So, yesterday Keith posted a long comment on my basic lane etiquette post. I've decided to repost it for those of you that don't read comments. As I was reading it, I found myself nodding my head to a lot of it. It seems so obvious. So common sense. Yet, you know what they say about common sense...
So, Keith, thanks for the guest post, even if you didn't do it on purpose. ;)
Keith's lane etiquette tips:
Passing people, or having them pass you. Odd as it sounds, faster swimmers have the right of way. Slower swimmers stay out of their way. That means if you're coming up to the wall, pause a few seconds and let the faster swimmer through. When you do this, stand at the side of the lane and let them aim at the centre line.
It's common to indicate you want to pass by touching the feet of the person in front of you. Once. That tells the front person they should pause at the wall.
If you are circle swimming with 2 people in the lane passing any time is ok, just be really sure there are only 2 people in the lane. This is why it's considered polite to let all the people in the lane know you are joining them, and then fit into their pattern, or give them time to change from split to circles. If you're circle swimming, the only option for passing is at the wall.
Do not push off the wall in front of another swimmer if they are faster than you or even if you are the same speed.

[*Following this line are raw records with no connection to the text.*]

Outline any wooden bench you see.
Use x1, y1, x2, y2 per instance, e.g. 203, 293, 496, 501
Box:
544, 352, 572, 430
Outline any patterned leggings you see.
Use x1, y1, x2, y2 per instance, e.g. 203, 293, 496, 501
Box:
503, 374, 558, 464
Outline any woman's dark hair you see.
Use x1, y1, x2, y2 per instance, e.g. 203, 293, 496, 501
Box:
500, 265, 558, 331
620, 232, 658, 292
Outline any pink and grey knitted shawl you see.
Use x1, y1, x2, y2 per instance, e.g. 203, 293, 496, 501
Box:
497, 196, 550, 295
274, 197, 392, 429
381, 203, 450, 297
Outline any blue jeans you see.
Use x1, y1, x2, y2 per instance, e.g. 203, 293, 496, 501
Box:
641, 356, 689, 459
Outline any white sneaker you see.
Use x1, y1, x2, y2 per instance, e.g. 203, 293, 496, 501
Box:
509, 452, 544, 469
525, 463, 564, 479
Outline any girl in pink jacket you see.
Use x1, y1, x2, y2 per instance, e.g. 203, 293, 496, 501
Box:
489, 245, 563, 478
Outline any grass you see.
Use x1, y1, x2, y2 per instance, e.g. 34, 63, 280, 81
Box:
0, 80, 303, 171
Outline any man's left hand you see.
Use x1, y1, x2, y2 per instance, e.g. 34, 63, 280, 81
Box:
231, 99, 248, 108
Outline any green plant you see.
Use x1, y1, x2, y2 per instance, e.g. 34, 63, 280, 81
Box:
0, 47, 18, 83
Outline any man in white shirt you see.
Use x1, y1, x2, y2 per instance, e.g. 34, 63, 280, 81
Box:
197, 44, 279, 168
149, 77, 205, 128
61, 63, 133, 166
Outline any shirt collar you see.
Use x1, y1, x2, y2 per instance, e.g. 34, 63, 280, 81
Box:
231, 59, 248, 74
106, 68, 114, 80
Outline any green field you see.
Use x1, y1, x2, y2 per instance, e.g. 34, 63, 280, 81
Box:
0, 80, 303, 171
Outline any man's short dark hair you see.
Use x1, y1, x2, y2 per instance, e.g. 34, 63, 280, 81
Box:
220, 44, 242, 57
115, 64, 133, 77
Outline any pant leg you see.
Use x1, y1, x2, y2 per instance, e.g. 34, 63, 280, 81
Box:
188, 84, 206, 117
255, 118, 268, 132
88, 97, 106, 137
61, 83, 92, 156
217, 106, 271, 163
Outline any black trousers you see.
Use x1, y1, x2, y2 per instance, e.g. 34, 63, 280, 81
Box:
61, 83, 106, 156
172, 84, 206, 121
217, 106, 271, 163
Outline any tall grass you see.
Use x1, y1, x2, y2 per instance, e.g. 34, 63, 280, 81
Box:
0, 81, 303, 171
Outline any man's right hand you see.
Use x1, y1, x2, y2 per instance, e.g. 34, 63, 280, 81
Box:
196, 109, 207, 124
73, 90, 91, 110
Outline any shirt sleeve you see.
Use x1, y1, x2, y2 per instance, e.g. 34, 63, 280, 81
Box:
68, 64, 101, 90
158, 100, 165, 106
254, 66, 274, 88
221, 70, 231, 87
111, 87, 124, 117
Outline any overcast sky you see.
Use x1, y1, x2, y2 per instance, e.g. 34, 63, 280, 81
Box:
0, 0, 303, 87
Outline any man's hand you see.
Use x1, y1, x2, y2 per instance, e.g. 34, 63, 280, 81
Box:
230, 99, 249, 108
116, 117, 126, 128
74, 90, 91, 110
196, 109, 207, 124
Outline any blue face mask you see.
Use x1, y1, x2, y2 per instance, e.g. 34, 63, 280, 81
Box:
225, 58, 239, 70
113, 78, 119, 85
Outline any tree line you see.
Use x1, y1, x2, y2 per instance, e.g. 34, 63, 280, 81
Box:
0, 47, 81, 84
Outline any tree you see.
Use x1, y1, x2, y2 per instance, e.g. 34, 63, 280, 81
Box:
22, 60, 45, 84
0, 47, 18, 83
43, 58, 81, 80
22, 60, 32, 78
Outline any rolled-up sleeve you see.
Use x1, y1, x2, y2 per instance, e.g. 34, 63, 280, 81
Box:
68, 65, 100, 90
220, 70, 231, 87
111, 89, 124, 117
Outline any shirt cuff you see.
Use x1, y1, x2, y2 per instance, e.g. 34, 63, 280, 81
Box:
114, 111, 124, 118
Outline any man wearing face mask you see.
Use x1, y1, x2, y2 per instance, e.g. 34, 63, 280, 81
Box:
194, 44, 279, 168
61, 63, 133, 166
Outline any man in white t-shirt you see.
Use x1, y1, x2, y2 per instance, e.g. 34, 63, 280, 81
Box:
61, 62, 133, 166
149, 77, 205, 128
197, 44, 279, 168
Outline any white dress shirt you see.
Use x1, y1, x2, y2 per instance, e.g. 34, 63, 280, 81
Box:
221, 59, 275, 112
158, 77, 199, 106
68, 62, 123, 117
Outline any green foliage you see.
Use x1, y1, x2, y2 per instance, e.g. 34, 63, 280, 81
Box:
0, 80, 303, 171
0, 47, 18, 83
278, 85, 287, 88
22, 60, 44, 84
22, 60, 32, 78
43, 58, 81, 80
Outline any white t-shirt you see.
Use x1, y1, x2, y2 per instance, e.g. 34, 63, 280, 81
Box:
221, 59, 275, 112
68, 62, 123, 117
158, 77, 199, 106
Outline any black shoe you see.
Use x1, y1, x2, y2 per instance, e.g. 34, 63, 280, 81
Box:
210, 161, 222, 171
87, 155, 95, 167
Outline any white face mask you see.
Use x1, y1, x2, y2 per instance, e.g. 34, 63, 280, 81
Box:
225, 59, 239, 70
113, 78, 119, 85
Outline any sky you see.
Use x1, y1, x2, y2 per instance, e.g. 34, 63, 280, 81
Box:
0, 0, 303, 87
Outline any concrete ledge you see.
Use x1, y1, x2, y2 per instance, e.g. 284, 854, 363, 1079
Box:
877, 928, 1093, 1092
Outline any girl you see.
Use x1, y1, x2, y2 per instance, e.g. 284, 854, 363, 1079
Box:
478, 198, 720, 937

That will mess up their groove. The only time, and it's really the only time to push off in front of someone is if you are on the clock trying to make an interval, and you know beyond a shadow of a doubt you are faster. Even then, if they're just about to touch the wall, it's too late for you to push off.
Drafting can be fun for all involved, but you have to work it out with the person first, otherwise they'll know you're back there even if you don't touch them, and the polite ones will let you by.
Don't ever touch anyone else's pool toys unless it's to save them from floating into the pool. Don't even ask to borrow it, use the ones the pool supplies or bring your own.
Speeds. You are right when you say to figure out where you are. What this means most of the time is to time your potential lane mates and compare to what you plan on swimming. You do know, within a few seconds, what your pace is, right? Swimmers know. Floaties don't. I'd rather swim in a crowded lane at my speed, than be the third person for 3 different speeds.
If your workout has some slow stuff, such as a kick drill, consider moving into another lane for that if your current lane has people doing a fast freestyle. Either that or be really considerate about swimming up and down the lane hugged right against the lane ropes, and I mean really against them. That will give two people room to carry on beside you. (Get your minds out of the gutter!)
You will occasionally touch another person in the pool. Perhaps you've rapped knuckles, or touched bodies during breast or back stroke. The correct course is to apologize at the first opportunity. Even if your stroke is tighter than the clasp on Scrooge's wallet, and theirs looks like a wounded seagull trying to take off.
Attempt butterfly only when you are alone in the lane unless you really know how to do it.
Make sure your suit is suitable and properly tied up. Not see through. No ripped seams. No huge baggy shorts that float up and expose the junk. Shower before you get in the pool! We all pee in the lake or ocean, but a pool supplies toilets for a reason. Don't mess up the water chemistry, and don't swim when you are sick.